Dossier: 1999-2532-GST-I

ENTRE :

1036705 ONTARIO LIMITED,

appelante,

et

SA MAJESTÉ LA REINE

intimée.

Motifs du jugement

Le juge Bowman, C.C.I.

[1] Le présent appel porte sur une cotisation de taxe sur les produits et services établie en vertu de la Loi sur la taxe d'accise pour la période allant du 10 septembre 1993 au 31 janvier 1995.

[2] Les trois questions suivantes sont en litige :

a) quelle était la juste valeur marchande de trois maisons au dernier en date du jour où la construction des maisons était achevée et du jour où la possession en a été transférée à des locataires;

b) si l'appelante a fait preuve d'une diligence raisonnable justifiant la suppression des pénalités imposées en vertu de l'article 280;

c) si les crédits de taxe sur les intrants accordés à l'appelante ont été correctement calculés.

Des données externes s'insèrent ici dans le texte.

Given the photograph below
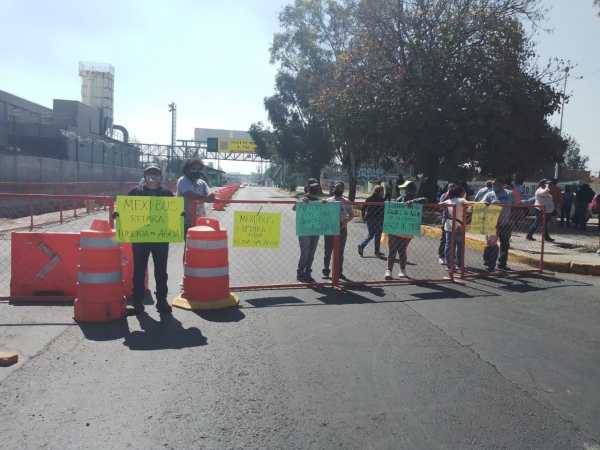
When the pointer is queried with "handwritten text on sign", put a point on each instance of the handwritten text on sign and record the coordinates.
(317, 218)
(403, 220)
(256, 229)
(484, 219)
(149, 219)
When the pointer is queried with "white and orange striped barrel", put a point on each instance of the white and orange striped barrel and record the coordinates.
(100, 294)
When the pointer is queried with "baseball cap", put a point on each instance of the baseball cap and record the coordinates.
(152, 168)
(406, 184)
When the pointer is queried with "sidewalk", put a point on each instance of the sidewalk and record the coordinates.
(571, 251)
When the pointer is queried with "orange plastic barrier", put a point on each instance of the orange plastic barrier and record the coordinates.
(206, 272)
(43, 266)
(100, 294)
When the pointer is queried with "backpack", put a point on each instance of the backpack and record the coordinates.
(595, 205)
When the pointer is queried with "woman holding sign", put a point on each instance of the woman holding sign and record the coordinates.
(151, 186)
(456, 205)
(398, 245)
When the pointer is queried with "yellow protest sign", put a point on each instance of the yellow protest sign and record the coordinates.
(253, 229)
(484, 218)
(149, 219)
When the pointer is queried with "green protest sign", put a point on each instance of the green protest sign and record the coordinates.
(402, 220)
(149, 219)
(317, 218)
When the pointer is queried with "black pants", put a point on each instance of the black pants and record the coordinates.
(329, 250)
(160, 255)
(504, 233)
(442, 246)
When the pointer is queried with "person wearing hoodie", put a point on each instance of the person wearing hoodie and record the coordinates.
(544, 207)
(346, 215)
(308, 244)
(152, 186)
(398, 245)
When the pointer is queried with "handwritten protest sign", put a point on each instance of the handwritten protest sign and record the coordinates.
(402, 220)
(149, 219)
(317, 218)
(484, 218)
(253, 229)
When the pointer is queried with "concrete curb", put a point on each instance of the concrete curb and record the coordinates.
(553, 265)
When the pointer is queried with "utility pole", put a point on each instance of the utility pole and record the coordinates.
(562, 112)
(173, 111)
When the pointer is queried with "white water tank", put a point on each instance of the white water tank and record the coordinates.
(97, 90)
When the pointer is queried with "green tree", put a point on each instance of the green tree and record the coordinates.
(449, 82)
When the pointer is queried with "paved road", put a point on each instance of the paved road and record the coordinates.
(497, 363)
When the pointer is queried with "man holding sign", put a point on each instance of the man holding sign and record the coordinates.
(150, 187)
(402, 221)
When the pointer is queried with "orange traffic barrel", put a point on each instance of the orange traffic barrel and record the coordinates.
(206, 271)
(100, 293)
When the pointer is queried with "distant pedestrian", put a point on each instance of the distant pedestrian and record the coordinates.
(308, 244)
(455, 213)
(372, 214)
(442, 246)
(556, 196)
(194, 190)
(503, 197)
(484, 190)
(398, 245)
(152, 186)
(346, 215)
(544, 207)
(583, 196)
(567, 205)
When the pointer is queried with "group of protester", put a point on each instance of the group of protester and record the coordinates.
(547, 201)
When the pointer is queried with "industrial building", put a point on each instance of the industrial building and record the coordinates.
(79, 134)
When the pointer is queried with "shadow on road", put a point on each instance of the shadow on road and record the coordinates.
(528, 283)
(168, 333)
(222, 315)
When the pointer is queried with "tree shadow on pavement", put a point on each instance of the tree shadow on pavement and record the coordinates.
(222, 315)
(528, 282)
(168, 333)
(342, 297)
(446, 292)
(105, 331)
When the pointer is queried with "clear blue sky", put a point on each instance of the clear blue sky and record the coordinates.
(212, 59)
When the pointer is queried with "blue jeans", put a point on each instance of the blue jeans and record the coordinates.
(375, 230)
(537, 222)
(458, 247)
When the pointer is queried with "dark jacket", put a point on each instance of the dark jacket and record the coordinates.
(373, 213)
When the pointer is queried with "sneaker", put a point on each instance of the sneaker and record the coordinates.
(138, 308)
(163, 307)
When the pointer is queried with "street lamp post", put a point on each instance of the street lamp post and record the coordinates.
(173, 111)
(562, 112)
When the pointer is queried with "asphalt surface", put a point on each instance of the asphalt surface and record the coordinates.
(497, 363)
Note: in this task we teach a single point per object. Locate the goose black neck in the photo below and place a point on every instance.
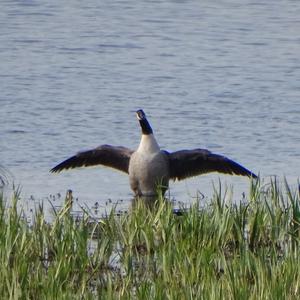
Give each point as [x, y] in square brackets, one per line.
[146, 128]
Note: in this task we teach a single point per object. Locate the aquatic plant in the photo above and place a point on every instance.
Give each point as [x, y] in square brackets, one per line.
[246, 250]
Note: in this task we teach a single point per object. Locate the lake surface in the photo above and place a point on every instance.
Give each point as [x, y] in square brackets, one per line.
[221, 75]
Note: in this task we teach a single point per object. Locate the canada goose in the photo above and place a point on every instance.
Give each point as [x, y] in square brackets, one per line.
[149, 166]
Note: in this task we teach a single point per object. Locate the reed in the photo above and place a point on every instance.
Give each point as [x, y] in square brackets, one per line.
[223, 250]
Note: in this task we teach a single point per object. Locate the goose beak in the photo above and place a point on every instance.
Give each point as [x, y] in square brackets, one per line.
[140, 115]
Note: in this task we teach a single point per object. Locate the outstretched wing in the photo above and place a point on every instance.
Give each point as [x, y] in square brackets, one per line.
[116, 157]
[188, 163]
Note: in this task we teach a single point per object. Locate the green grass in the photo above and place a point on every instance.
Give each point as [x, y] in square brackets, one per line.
[224, 250]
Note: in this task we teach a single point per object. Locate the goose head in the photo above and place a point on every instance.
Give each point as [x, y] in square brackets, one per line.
[146, 128]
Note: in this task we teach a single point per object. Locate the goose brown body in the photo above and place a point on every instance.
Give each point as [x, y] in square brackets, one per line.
[149, 167]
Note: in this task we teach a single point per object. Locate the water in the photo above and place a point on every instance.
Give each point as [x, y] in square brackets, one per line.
[222, 75]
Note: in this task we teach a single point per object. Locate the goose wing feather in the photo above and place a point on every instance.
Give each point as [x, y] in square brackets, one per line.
[188, 163]
[116, 157]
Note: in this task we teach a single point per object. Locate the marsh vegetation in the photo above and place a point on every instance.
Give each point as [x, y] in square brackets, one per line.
[221, 250]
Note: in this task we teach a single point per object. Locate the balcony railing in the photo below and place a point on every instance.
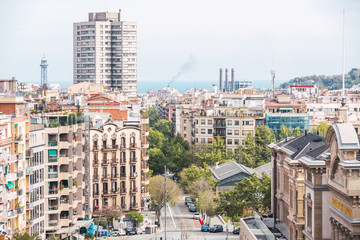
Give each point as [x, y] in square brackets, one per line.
[52, 159]
[52, 143]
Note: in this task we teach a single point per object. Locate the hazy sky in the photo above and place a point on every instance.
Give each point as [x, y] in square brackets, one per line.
[301, 37]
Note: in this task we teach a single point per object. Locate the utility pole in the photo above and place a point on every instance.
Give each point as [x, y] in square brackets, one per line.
[165, 198]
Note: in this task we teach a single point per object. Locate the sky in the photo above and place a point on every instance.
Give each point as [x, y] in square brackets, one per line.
[297, 38]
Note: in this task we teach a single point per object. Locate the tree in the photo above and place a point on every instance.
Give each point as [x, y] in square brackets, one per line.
[157, 161]
[321, 129]
[109, 213]
[229, 204]
[155, 138]
[153, 116]
[191, 174]
[198, 186]
[165, 127]
[157, 192]
[23, 235]
[135, 218]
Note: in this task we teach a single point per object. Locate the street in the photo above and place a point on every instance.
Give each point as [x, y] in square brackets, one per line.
[180, 225]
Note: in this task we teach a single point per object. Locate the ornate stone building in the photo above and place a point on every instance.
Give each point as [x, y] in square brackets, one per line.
[119, 165]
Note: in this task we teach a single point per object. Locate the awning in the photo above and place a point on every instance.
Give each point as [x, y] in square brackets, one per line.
[286, 108]
[52, 152]
[10, 185]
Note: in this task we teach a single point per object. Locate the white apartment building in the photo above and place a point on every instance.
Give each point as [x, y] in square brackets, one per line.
[35, 182]
[105, 52]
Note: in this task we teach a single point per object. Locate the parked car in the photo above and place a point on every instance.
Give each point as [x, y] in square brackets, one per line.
[236, 231]
[138, 230]
[192, 209]
[130, 231]
[205, 228]
[216, 228]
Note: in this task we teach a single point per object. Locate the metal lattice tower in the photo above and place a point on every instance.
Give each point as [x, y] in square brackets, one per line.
[43, 66]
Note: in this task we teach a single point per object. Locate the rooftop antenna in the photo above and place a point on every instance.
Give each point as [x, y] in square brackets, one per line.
[343, 102]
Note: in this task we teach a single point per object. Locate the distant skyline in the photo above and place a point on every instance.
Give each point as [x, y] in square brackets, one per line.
[298, 38]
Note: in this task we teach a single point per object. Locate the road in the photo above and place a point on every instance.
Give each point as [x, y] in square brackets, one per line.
[181, 226]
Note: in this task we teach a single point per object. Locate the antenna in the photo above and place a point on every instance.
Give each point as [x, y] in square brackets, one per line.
[343, 102]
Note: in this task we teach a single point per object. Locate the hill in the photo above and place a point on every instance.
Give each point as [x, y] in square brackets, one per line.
[330, 82]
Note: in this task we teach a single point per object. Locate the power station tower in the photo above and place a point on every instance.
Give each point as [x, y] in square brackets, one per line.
[273, 81]
[43, 66]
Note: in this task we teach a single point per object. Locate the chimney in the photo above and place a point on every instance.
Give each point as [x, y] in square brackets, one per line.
[232, 81]
[226, 81]
[220, 83]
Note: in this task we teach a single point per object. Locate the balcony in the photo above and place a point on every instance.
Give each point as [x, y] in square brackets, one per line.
[53, 222]
[134, 206]
[52, 175]
[104, 162]
[52, 159]
[11, 177]
[52, 143]
[53, 191]
[105, 176]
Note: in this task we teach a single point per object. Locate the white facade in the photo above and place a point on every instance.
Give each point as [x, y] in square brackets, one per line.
[105, 52]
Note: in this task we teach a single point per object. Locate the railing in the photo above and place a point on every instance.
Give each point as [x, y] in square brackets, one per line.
[53, 191]
[52, 175]
[52, 159]
[52, 143]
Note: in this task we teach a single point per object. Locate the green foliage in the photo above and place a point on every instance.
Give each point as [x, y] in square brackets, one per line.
[321, 129]
[165, 127]
[155, 138]
[153, 115]
[256, 152]
[135, 218]
[89, 236]
[193, 173]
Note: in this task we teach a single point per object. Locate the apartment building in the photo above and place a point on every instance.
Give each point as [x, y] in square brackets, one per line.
[118, 156]
[230, 124]
[35, 190]
[105, 52]
[64, 175]
[15, 161]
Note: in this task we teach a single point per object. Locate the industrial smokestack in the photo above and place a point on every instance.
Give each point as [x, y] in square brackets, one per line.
[232, 80]
[226, 81]
[220, 81]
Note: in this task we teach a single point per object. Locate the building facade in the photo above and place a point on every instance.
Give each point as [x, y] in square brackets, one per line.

[3] L'entreprise de l'appelante consistait à construire des habitations et à les louer à des locataires. L'appelante a construit trois maisons qui étaient spécialement conçues pour être occupées par des personnes handicapées. Elle a construit deux maisons pratiquement identiques, au 18, avenue Simson, et au 36, promenade Turner, à Simcoe (Ontario), ainsi qu'un duplex, au 264, rue Queen Sud, également à Simcoe.

[4] L'appelante a loué à des locataires les biens de l'avenue Simson et de la promenade Turner aux alentours de décembre 1993 et le bien de la rue Queen aux alentours de décembre 1994.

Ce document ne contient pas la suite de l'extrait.